Ms Justice Mary Laffoy blew the whistle when she resigned from the Industrial Schools Commission having been obstructed by the Department of Education. The whistle-blowing was ignored. Her plea to have the inquiry removed from that department’s control was rejected by Mr Ahern’s Government.

History can change the doubtful into actual reality. The McAleese Report is based on a widespread acceptance of evidence that is far from reliable with large chunks of it “lost”.

The Report plays down the question of beatings in the Laundries contradicting what the ex-inmates say. This flies in the face of the curatorial reality in such institutions which were excessively punitive physically as in the Industrial Schools. The public has become immune and does not wish to re-visit the endless narrative of violence against the person, starvation, illegal imprisonment and destructive humiliation of more girls than the Report tells us were there, mincing its words over the full awfulness of what went on.

How reliable is inmate testimony of those in the custody of the former Laundry proprietors? An Artane inmate, complaining of violence and interviewed in the presence of his assailants by a bishop, recanted his complaint. As soon as the bishop had left the premises the assailants took their revenge on the wretched complainant.
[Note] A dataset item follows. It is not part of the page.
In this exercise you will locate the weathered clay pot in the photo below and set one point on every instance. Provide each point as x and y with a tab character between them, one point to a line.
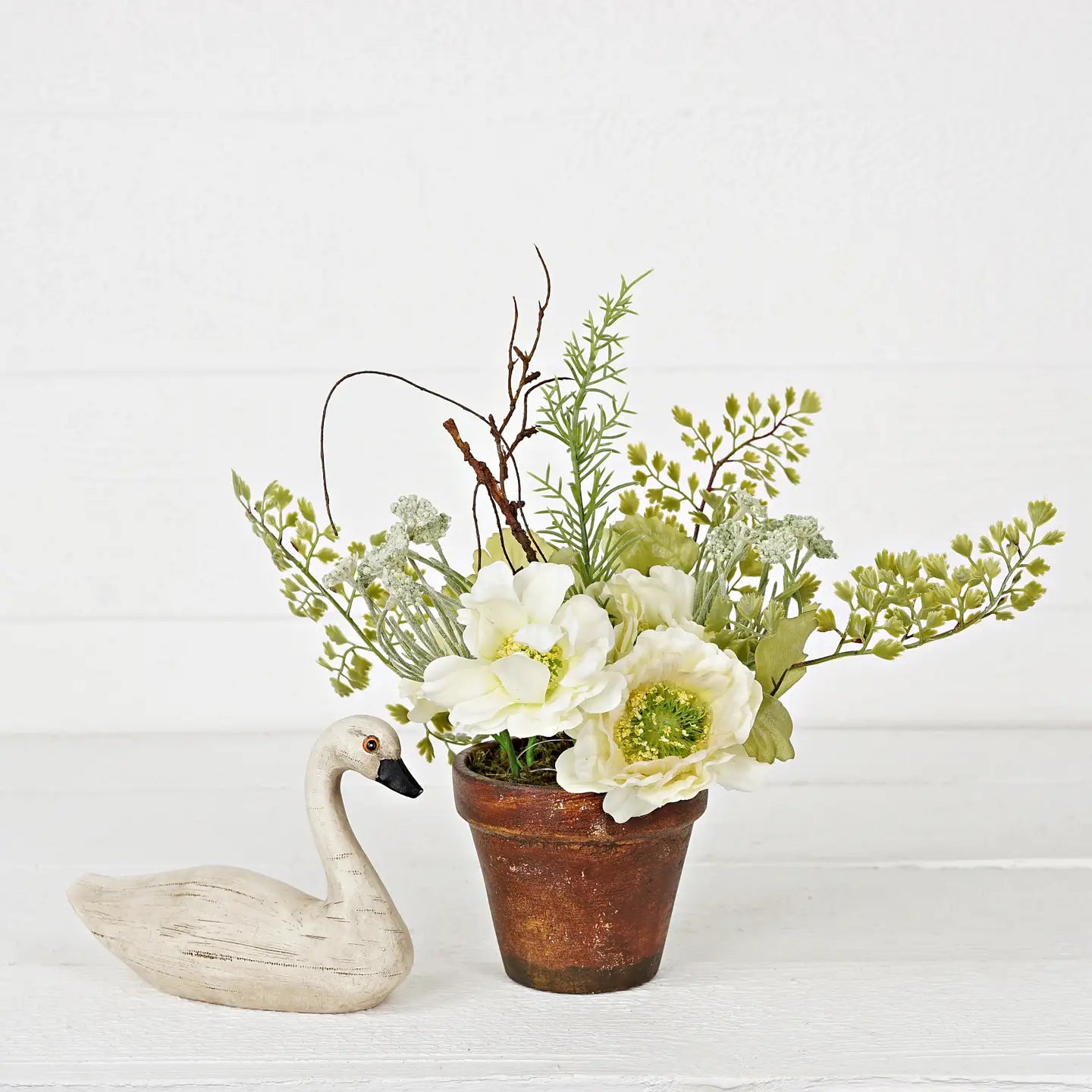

Tthe challenge facing the Taoiseach is a huge one. If he seeks the whole truth he needs to start from a platform of great scepticism.

 

2 Responses to “THE BURDEN OF HISTORICAL TRUTH ON THE LAUNDRIES”

  1. Christina says:

    27,000 files went missing, then ‘they’ say the files were thrown out. Sounds like the wilful destruction of legal records and evidence to me.

    The Ahern government, the permanent civil servants and the religious orders conspired together to cover each others backs (that’s why they were able to sneak the Indemnity Deal through the dail, that’s why the Redress Board worked in their favour and that’s why so many files went ‘missing’). They were making sure that they would never be challenged or held responsible for what they did and didn’t do, for what they allowed to happen and what they covered up.

    I hope the women of the Magdalene Laundries have more direct involvment in their redress system and refuse to negotiate or take part if ‘secrecy’ clauses and ‘waivers’ are part of the compensation deal.

  2. Raymond says:

    Thank you again Mr Arnold.

    The apology has been made, the words have been spoken. But it is not enough, to refer to “these women”, of “them times”…… when the truth and reality is that women STILL TODAY, have no rights and are treated like expendable commodities in our society. It is no wonder the Children mean even less ! What more proof is required?